Pascal Beltrán del Río
Tic, tac
El tiempo del sexenio va marchando hacia su final y los corifeos del oficialismo nos quieren convencer de dos cosas: que el país estaría peor sin López Obrador y que hace falta otra presidencia del mismo signo ideológico para terminar el trabajo.
Lo primero es imposible de demostrar.
El país no estaba bien antes de 2018, ni duda cabe; por algo la gente optó por la alternancia.
Es verdad que el crecimiento de México en los años previos se encontraba muy lejos de su potencial y era claramente insuficiente para cubrir la demanda de empleo y vivienda de las nuevas generaciones.
También es cierto que la violencia criminal y la corrupción habían llegado a niveles escandalosos, provocando dolor e indignación entre los mexicanos.
Sin embargo, el nuevo gobierno dijo que tenía soluciones para enfrentar esos tres problemas, entre otros, y lo que ahora vemos, cuatro años después, es que no sólo no han desaparecido los males de los que supuestamente se iba a librar el país, sino que, en varias cosas, hemos ido en reversa.
En el caso del crecimiento económico, los números oficiales son significativamente peores. Y en cuanto a la seguridad pública, hay un notorio estancamiento.
En materia de corrupción, rubro en el que la realidad suele tardar en manifestarse, hay signos de desazón: la falta de castigo a la mayoría de las historias de patrimonialismo del pasado; el desvío multimillonario en Segalmex; la discrecionalidad con la que se otorgan contratos públicos, y las evidencias de nepotismo en la burocracia.
Si estaríamos peor sin López Obrador es discutible. Habrá quien opine que sí y quien opine que no. Lo documentable es que México no está mejor que en 2018.
Tan es así que con harta frecuencia escuchamos a las autoridades actuales —comenzando por el Presidente de la República— decir que toda la culpa es de lo mal que dejaron el país los gobiernos “conservadores” y “neoliberales”.
Si realmente estuviéramos mejor, no habría necesidad de señalar al pasado a cada rato y poner pretextos en cada tema. Mostrar los avances sería más que suficiente.
Eso nos lleva al segundo punto: ¿hace falta otro periodo presidencial para amacizar la susodicha transformación?
De entrada, dicho planteamiento demuestra que las promesas hechas en campaña y en los primeros meses de la administración no se cumplieron. Por otro lado, el gobierno está adelantando que se convertirá en un porrista de su partido en la próxima temporada electoral, no para defender ganancias e impedir que se pierdan los avances, sino para ofrecer, a nombre de otro (u otra), que lo que no pudo hacerse en este sexenio se realizará en el próximo.
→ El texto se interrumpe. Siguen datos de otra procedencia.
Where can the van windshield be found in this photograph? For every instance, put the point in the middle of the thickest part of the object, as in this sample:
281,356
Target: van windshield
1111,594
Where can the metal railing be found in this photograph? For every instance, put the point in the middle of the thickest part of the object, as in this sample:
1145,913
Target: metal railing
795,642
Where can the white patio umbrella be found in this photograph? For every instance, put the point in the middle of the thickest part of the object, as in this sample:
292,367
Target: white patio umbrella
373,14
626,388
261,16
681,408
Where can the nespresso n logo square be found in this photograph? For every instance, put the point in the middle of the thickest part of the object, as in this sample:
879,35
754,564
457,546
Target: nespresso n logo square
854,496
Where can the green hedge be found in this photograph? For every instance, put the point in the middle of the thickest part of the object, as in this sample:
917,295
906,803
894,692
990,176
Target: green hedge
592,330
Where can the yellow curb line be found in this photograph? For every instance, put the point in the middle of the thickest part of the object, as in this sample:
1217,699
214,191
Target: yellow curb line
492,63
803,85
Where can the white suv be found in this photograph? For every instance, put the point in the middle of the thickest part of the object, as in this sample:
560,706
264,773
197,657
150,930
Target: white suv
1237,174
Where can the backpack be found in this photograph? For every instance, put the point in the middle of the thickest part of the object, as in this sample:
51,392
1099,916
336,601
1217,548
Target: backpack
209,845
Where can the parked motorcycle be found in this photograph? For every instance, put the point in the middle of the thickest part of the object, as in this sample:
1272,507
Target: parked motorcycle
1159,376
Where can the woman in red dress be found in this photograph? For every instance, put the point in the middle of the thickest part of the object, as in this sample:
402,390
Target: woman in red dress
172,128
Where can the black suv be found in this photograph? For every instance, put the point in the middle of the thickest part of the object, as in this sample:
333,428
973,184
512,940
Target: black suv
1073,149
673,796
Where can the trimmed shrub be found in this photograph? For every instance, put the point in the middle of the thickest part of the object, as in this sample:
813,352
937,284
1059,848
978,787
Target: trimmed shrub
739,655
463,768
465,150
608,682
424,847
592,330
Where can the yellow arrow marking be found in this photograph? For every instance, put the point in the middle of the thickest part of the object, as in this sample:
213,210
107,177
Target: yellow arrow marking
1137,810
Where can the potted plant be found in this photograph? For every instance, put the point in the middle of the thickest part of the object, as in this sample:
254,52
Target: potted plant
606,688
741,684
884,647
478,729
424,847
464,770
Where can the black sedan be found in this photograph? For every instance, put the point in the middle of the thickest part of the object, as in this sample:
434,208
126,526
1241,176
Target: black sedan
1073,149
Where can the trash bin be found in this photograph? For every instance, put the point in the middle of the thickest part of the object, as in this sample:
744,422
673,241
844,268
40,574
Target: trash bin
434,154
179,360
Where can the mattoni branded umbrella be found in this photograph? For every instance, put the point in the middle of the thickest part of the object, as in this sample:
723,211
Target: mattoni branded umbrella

Pero, además de que dicho planteamiento representa una clausura anticipada del periodo presidencial, ¿qué garantía pueden tener los ciudadanos de que eso se va a cumplir, es decir, que ahora sí creceremos, que ahora sí habrá seguridad y ahora sí se acabará la corrupción?
Eso es como pedir que les firmen un cheque en blanco.
Si no fuera por las necesidades que el gobierno ha creado mediante los programas sociales, las probabilidades de una continuidad política en 2024 serían muy limitadas. Como no hay logros que presumir —el respeto a la autonomía de Banco de México y el equilibrio en el gasto público no son precisamente hechos novedosos—, la claque oficialista quiere convencernos que, con otro sexenio más, los problemas no resueltos ahora sí desaparecerán.
Basta una mínima reflexión para entender que se trata de una promesa —otra más— muy difícil de cumplir. Si la primera vez no se hizo realidad, ¿por qué ahora sí?
No hay duda de que en la acera de enfrente —la de la oposición— tampoco hay mucho que ofrecer para enderezar el futuro. Quizá sea tiempo de dejar de creer en el cuento de que los problemas del país los va a venir a resolver un solo hombre (o mujer).
Más aún, cuando quienes aspiran a la candidatura del oficialismo en 2024 lo único que atinan a presumir de sí mismos es lo cercanos que son al Presidente, el hombre que prometía que, con él, todo estaría mejor.